7. Protobuf field numbering mistake — silently breaking wire compatibility¶

A developer adds a new field to a proto message and reuses a previously deleted field number. Or they rename a field without changing the number, thinking the name is the key. Protobuf encoding uses field numbers, not names — old clients sending data with field number 5 will have it silently interpreted as the new field's type, causing data corruption or panics on the server, with no error at the serialization layer. Fix: Never reuse field numbers. When you delete a field, add it to the reserved list: reserved 5; and reserved "old_field_name";. Treat proto files like database schemas — backwards compatibility is mandatory. Use buf lint and buf breaking to automatically catch field number reuse and other breaking changes in CI.

8. gRPC-web without a proxy — browser clients can't speak native gRPC¶

You build a browser frontend that needs to call your gRPC backend. Browsers don't support HTTP/2 trailers, which gRPC requires for status codes. Native gRPC doesn't work from browsers. The team assumes they need to rewrite the backend as REST. Fix: Use gRPC-web with a proxy. Envoy has built-in gRPC-web transcoding. Alternatively, use the gRPC-gateway to generate a REST/HTTP+JSON proxy from your proto definitions — this gives you both gRPC (for services) and REST (for browsers/external clients) from one proto file. For pure browser-to-gRPC, grpc-web client libraries exist for TypeScript/JavaScript and work with an Envoy or grpcwebproxy sidecar.

9. Streaming RPC without flow control — sender overwhelms receiver¶

You use a client or bidirectional streaming RPC and the sender writes messages as fast as possible. gRPC's HTTP/2 layer has flow control (WINDOW_UPDATE frames), but if the sender never checks the send error or the buffer in the framework is large, messages queue up in memory. The sender appears healthy while the receiver is overwhelmed. Under GC pressure or OOM, both sides may crash. Fix: In streaming RPCs, check errors after every Send() call. Implement application-level backpressure: read from the stream at a controlled rate, or send explicit flow control signals. Don't assume the framework will handle it — it will eventually apply back-pressure via HTTP/2 flow control, but by then memory is already under pressure. Set reasonable max message sizes: grpc.MaxRecvMsgSize(4*1024*1024).
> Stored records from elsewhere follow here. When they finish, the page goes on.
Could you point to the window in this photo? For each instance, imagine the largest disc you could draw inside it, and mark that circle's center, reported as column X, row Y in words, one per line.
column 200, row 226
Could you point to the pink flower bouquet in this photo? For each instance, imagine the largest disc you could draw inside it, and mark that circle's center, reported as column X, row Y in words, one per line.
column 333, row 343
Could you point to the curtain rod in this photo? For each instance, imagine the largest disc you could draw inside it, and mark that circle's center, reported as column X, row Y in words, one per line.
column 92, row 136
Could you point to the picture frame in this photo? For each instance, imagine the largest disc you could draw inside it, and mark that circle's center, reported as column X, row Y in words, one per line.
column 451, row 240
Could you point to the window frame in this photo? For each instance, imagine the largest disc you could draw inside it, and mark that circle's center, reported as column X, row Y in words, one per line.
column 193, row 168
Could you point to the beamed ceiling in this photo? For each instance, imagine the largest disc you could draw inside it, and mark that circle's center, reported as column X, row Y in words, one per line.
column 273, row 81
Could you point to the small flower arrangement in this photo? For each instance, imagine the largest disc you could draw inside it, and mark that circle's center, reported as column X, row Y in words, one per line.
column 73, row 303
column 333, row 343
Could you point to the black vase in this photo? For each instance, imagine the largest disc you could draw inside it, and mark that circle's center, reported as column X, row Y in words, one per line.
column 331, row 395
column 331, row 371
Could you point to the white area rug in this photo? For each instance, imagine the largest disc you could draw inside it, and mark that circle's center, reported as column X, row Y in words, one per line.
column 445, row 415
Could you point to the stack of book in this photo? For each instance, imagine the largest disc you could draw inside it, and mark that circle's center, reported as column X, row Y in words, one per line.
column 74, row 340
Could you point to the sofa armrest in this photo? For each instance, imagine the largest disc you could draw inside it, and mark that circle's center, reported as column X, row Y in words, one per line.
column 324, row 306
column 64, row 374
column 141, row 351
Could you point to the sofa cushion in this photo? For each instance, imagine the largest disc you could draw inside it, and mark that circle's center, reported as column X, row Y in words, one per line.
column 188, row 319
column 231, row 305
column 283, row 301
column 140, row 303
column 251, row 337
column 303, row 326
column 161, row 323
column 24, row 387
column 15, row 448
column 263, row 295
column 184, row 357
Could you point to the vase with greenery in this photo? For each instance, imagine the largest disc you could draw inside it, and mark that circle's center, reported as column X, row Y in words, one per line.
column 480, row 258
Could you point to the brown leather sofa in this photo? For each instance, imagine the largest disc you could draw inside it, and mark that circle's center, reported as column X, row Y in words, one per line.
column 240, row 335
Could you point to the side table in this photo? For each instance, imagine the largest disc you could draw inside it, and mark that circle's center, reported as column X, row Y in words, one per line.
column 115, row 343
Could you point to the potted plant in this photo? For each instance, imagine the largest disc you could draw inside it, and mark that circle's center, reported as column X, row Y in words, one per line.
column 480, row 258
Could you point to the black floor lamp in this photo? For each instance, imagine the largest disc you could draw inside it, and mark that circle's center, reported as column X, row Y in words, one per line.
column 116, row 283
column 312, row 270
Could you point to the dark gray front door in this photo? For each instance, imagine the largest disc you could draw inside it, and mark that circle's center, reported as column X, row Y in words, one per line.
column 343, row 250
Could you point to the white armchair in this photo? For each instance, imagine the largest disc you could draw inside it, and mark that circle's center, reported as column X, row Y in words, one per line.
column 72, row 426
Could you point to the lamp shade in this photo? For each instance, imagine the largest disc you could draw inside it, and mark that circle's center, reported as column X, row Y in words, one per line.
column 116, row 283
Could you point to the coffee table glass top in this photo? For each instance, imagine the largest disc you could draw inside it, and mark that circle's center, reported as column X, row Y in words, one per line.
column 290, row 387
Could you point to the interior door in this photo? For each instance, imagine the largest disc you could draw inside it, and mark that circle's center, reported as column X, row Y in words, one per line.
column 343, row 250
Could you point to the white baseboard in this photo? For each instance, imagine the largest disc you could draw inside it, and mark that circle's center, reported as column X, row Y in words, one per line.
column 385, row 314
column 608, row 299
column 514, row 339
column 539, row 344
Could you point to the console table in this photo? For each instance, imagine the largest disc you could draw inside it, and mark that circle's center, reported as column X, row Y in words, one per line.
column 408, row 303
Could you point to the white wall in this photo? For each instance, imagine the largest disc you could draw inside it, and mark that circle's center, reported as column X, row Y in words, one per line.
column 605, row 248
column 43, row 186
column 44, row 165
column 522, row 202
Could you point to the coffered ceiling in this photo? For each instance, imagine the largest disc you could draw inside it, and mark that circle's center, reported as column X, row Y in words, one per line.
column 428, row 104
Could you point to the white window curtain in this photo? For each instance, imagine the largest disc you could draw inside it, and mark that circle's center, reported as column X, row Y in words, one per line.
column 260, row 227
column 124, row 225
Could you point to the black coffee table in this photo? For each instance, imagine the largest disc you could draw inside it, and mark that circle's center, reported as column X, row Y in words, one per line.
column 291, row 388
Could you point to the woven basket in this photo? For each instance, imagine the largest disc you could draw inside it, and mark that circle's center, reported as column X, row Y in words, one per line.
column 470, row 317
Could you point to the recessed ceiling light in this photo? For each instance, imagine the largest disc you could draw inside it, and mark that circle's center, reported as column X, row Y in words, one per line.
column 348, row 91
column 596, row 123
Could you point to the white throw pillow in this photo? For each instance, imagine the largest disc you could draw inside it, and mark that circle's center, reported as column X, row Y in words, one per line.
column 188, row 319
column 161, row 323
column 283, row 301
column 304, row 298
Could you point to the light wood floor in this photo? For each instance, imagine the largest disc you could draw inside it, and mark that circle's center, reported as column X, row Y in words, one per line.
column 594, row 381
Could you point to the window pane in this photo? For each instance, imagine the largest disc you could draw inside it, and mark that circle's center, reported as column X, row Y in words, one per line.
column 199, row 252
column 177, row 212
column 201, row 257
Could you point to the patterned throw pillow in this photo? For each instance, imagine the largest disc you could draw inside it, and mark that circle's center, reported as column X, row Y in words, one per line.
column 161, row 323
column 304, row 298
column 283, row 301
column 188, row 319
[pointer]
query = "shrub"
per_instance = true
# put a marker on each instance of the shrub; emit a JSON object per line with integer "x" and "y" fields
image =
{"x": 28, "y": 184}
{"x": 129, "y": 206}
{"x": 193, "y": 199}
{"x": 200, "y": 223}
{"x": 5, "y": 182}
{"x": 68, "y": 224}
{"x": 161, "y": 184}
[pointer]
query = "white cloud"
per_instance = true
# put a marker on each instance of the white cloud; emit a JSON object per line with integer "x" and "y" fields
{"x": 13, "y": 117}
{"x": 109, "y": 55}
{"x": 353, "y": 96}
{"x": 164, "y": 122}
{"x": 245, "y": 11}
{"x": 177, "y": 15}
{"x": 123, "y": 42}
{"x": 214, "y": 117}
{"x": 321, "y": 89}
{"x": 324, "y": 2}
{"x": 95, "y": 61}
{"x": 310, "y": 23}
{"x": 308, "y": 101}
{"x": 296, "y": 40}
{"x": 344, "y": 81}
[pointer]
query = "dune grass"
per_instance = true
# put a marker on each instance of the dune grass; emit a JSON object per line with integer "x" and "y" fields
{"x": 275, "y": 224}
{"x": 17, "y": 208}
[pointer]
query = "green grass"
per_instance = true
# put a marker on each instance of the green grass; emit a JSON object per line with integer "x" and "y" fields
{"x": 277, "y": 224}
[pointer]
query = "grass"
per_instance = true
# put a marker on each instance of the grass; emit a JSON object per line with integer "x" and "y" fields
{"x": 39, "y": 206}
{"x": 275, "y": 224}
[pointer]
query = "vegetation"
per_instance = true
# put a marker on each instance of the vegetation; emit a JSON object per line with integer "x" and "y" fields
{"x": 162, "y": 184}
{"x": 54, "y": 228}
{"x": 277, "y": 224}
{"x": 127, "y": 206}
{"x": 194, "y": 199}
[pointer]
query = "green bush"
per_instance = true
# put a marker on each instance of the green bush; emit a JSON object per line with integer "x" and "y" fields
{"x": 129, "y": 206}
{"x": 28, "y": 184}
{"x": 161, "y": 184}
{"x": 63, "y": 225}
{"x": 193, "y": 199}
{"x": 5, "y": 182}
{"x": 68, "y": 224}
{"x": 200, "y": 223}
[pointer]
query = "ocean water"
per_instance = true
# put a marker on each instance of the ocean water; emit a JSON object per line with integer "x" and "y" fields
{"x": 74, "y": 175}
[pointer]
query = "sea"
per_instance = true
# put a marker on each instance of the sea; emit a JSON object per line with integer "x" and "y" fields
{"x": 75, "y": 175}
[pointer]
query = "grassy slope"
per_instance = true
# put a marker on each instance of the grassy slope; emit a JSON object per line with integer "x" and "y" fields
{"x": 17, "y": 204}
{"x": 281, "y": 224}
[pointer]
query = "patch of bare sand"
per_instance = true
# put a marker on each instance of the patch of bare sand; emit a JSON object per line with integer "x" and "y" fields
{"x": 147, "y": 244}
10. Using grpcurl with `-plaintext` against a TLS-only server — getting a confusing error¶

You try to debug a production gRPC endpoint with grpcurl -plaintext myserver:443 list and get an error like "transport: received the unexpected content-type 'text/html; charset=utf-8'" or "EOF". You assume the server is down or the endpoint is wrong. The real problem is that the server expects TLS, and you're sending plaintext HTTP/2. Fix: Remove -plaintext for TLS servers: grpcurl myserver:443 list. If the cert is self-signed or from an internal CA: grpcurl -cacert /path/to/ca.pem myserver:443 list. For dev/test with untrusted certs only: grpcurl -insecure myserver:443 list. The error "unexpected content-type: text/html" usually means an HTTP/1.1 response (a proxy or load balancer sending an error page), not a gRPC response — check if there's a Layer 7 proxy in front.